Bar plot (columns: gene, count):

import pandas as pd
import matplotlib.pyplot as plt
df = pd.read_csv("/workspace/group/top_genes.csv").head(20).sort_values('count', ascending=True)
plt.barh(df['gene'], df['count'])
plt.savefig("/workspace/group/barplot.png", dpi=150, bbox_inches="tight")

Publication-Ready Plots (cnsplots)

cnsplots provides Cell/Nature/Science journal-style figures. Use for volcano, bar, box, violin, heatmap, etc.

import cnsplots as cns
import pandas as pd
import numpy as np

# Volcano plot (columns: gene, log2FC, pvalue or padj)
df = pd.read_csv("/workspace/group/counts.csv")
df["-log10(p)"] = -np.log10(df["pvalue"].clip(lower=1e-300))  # or use padj
cns.figure(height=200, width=200)
cns.volcanoplot(data=df, x="log2FC", y="-log10(p)", symbol="gene")
cns.savefig("/workspace/group/volcano_cns.png")

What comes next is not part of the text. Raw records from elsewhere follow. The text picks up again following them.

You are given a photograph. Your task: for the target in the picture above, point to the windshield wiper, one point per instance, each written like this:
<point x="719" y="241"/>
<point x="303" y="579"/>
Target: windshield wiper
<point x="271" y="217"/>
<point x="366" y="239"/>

# Boxplot with Mann-Whitney test
cns.figure(150, 150)
cns.boxplot(data=df, x="group", y="value", pairs="all")
cns.savefig("/workspace/group/boxplot.png")

# Heatmap from AnnData (single-cell)
import scanpy as sc
adata = sc.read_h5ad("/workspace/group/data.h5ad")
cns.figure(200, 200)
cns.heatmapplot(adata, row_cluster=True, col_cluster=True, cmap="bwr")
cns.savefig("/workspace/group/heatmap_cns.png")

See cnsplots docs for more: violin, scatter, survival, ROC, GSEA, etc.

Genome Browser Tracks (pyGenomeTracks)

pyGenomeTracks plots genome browser tracks (BED, BigWig, GTF, etc.). BEDTools must be installed (already in container).

# 1. Create config from your files
make_tracks_file --trackFiles /workspace/group/peaks.bed /workspace/group/coverage.bw -o /workspace/group/tracks.ini

# 2. Plot a region (chr:start-end)
pyGenomeTracks --tracks /workspace/group/tracks.ini --region chr1:1000000-4000000 -o /workspace/group/genome_tracks.png --dpi 150

Supported file types:

.bed

.bw

(bigwig),

.gtf

.gff

.arcs

.links

. Edit

tracks.ini

to adjust track colors, heights, titles.